The present invention also provides the above-described system that further comprises a hydrogen sulfide absorption tower in which the water-washed gas fed from the aforesaid water washing tower introduced thereinto and an absorbing fluid containing an amine compound is used to remove hydrogen sulfide by absorption into the absorbing fluid; a second flash drum in which the absorbing fluid discharged from the hydrogen sulfide absorption tower is sprayed under a lower pressure to separate it into gaseous components and an absorbing fluid to be fed to a regeneration tower; and a mercury remover provided with an adsorbent in which the mercury components present in the gaseous components delivered from the second flash drum are removed by adsorption. In this system having a flash drum and a mercury remover installed on the downstream side of the hydrogen sulfide absorption tower, about 50 to 95% of the mercury present in the water-washed gas introduced into the hydrogen sulfide absorption tower can be removed.

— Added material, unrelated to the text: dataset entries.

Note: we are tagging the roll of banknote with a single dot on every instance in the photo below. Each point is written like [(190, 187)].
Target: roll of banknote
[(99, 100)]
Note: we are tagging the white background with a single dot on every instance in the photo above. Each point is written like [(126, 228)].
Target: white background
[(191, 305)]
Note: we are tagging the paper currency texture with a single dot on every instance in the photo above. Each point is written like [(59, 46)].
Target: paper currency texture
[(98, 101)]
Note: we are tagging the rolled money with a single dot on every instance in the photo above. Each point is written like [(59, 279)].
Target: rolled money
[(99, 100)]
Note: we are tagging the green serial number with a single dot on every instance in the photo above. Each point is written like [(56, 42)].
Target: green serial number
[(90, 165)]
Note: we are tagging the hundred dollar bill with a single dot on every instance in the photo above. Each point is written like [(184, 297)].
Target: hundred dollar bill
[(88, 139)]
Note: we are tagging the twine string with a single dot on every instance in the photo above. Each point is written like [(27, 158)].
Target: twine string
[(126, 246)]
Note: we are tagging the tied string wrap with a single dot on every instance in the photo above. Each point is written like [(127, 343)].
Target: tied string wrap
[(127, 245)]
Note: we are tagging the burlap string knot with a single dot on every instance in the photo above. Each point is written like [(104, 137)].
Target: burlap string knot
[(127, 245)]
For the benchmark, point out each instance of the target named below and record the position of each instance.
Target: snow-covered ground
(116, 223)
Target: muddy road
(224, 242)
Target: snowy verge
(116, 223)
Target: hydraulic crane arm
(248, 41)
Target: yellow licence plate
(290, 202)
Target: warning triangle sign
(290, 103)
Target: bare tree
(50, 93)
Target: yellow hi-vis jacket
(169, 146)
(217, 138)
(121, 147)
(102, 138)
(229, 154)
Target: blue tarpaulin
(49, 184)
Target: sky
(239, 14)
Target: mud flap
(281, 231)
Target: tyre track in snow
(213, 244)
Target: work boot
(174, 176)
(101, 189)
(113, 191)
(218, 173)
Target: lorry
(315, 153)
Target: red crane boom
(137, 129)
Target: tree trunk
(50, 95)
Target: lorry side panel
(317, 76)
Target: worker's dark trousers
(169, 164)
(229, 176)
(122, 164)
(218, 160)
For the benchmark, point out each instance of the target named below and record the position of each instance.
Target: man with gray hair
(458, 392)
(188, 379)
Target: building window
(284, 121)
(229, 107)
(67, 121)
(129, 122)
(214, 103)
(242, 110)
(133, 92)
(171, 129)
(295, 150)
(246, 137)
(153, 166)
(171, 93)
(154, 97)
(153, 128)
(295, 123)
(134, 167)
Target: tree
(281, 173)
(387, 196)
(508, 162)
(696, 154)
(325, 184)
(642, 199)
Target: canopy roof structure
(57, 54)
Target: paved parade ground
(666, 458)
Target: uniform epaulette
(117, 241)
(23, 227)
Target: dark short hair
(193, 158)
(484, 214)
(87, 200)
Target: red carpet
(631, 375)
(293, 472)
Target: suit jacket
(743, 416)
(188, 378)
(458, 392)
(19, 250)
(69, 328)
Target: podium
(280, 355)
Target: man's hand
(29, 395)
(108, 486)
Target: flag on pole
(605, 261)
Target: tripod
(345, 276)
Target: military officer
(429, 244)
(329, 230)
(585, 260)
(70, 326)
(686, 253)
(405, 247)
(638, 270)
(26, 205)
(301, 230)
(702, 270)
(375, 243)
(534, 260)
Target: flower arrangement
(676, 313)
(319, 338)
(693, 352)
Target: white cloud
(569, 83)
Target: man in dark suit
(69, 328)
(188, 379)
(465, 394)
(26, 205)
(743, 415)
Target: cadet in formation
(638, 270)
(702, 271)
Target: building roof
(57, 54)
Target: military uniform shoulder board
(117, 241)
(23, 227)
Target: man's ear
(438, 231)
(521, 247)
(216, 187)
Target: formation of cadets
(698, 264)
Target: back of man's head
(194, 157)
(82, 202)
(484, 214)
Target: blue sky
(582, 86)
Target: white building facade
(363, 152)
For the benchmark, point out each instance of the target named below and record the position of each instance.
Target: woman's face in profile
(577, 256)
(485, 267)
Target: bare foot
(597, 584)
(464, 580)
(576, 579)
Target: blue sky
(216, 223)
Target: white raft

In the present invention, Hg can be removed by the coexistence of hydrogen sulfide in the water washing tower of the system. That is, if the gas being treated is a system involving the coexistence of hydrogen sulfide, Hg passes into the water present in the water washing tower and can hence be removed from the gas. As a result, Hg is contained in waste water discharged from the water washing tower.
When the collected Hg-containing waste water is returned from the elevated pressure to atmospheric pressure, Hg is released into the gaseous phase. Specifically, Hg is dispersed into the gaseous phase by passing the waste water through a flash drum.
Since hydrogen sulfide is usually present in a gasification gas subjected to gas purification, Hg present in the gas passes into an absorbing fluid within a water washing tower. After this absorbing fluid is passed through a flash drum to recover gaseous components, Hg can be adsorbed and captured by passing the gaseous components through an adsorbent. The present invention comprises a system in which Hg-containing gaseous components separated by flashing is passed through an adsorbent to remove mercury therefrom by means of the adsorbent. Thus, as compared with the case in which the whole gasification gas is directly treated with an adsorbent prior to its introduction into the system, Hg can be removed by treating a much smaller volume of gas, and the operating cost required for treatment with an adsorbent can be markedly reduced.
Thus, the present invention makes it possible to remove mercury, as a trace component in gases, effectively and efficiently and also to reduce the mercury removal cost resulting from the operation of the system.